AFIAfrican Feminist Initiative

Knowledge Production for Civic Participation in Post-Colonial Uganda

Knowledge Production for Civic Participation in Post-Colonial Uganda

Original Date: April 5, 2022

This AFI Dialogue with Jacky Kemigisa and Linda Umutesi focuses on their different initiatives and products in Uganda to increase access to knowledge. They spoke about comic books, a free library in the capital, and brainstormed ways to democratize and decolonize access. 

About Kemigisa Jackline

Kemigisa Jackline

Kemigisa Jackline is a feminist journalist, writer, researcher and podcaster. Currently, she is a Research affiliate with the Center for Arts Design and Social Research, working with the team organising the Black Planetary Future Conversations. She also heads the research team at The Citizen Report. As a podcaster, Kemigisa co-hosts Wulira! Uganda history podcast. 
As a journalist she writes for both national and international publications. Her latest contribution documenting digital feminist organisation in Eastern Africa was published as part of 150 Years of Journalism in Eastern Africa. She is fascinated by the intersections of technology, media, history and women. 

About Linda Umutesi

Linda Umutesi

Umutesi is a feminist lawyer and curator. She is currently focused on making black feminist women, African women and black authored books freely accessible and available in Uganda through the Umutesi Open Library, a digital space for Ugandans to borrow, donate, share and discuss these works. Her quest for knowledge birthed The Citizen Report, a civics education platform in Uganda, which specifically looks at the country’s history and data through a feminist and decolonial lens.
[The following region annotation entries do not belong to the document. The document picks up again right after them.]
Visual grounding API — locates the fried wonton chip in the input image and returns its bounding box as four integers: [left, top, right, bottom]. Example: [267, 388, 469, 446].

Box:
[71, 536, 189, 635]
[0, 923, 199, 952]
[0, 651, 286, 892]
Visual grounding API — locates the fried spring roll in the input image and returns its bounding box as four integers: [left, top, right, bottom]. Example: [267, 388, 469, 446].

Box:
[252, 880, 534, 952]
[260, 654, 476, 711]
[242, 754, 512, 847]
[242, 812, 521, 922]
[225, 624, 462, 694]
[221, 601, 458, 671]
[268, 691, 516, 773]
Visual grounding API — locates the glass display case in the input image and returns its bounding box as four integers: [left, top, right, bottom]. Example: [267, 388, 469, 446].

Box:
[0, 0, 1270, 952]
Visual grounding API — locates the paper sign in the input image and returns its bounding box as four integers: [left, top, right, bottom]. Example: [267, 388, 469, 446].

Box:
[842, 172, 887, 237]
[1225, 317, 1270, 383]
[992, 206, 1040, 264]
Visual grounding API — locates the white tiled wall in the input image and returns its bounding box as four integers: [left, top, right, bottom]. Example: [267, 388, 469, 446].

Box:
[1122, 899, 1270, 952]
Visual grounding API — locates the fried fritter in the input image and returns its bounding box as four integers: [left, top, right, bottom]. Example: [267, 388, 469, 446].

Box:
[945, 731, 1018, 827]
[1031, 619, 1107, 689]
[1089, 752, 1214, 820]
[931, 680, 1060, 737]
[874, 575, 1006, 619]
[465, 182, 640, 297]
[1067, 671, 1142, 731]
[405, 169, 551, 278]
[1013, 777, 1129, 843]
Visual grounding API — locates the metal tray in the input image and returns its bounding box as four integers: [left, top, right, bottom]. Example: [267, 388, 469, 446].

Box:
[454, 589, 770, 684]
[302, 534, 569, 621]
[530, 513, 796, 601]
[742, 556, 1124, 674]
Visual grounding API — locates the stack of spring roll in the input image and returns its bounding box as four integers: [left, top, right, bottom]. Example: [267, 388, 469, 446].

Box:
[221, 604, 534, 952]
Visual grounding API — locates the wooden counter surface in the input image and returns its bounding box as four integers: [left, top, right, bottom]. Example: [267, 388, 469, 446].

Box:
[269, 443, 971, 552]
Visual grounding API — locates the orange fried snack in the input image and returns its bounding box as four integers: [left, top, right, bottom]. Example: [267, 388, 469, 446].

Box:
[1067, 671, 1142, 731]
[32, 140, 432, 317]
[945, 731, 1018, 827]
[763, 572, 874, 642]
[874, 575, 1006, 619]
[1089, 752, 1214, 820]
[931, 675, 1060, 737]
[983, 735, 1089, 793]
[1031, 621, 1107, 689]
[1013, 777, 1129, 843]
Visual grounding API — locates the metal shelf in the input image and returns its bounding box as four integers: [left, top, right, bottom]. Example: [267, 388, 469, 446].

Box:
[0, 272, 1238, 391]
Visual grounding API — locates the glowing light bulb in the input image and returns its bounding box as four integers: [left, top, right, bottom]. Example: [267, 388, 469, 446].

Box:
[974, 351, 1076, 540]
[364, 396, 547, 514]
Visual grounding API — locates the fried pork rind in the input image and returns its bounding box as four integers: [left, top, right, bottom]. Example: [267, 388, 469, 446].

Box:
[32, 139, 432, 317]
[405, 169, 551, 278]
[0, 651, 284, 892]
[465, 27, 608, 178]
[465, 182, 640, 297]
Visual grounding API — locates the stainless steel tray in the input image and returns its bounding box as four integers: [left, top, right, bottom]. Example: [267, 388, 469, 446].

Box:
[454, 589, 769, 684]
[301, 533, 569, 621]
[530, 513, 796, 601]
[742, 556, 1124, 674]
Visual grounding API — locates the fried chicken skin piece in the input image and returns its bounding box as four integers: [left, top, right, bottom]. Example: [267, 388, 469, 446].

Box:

It features a series called Women in Public Service (WiP) that documents and archives Ugandan women in public service, past and present, through a comic book storytelling approach. 
Umutesi chairs the Board of 32 Degrees East/Ugandan Arts Trust, an organization that provides space, residencies and a plethora of art literature for Ugandan artists and connects them to other artists across the globe. She also rallies investment in women-owned businesses such as Bold in Africa, a fashion enterprise in Uganda that specifically trades in Made in Africa apparel and home decor. She believes in the sharing of wealth and investment into our communities and explores this work with The Future Generations Trust.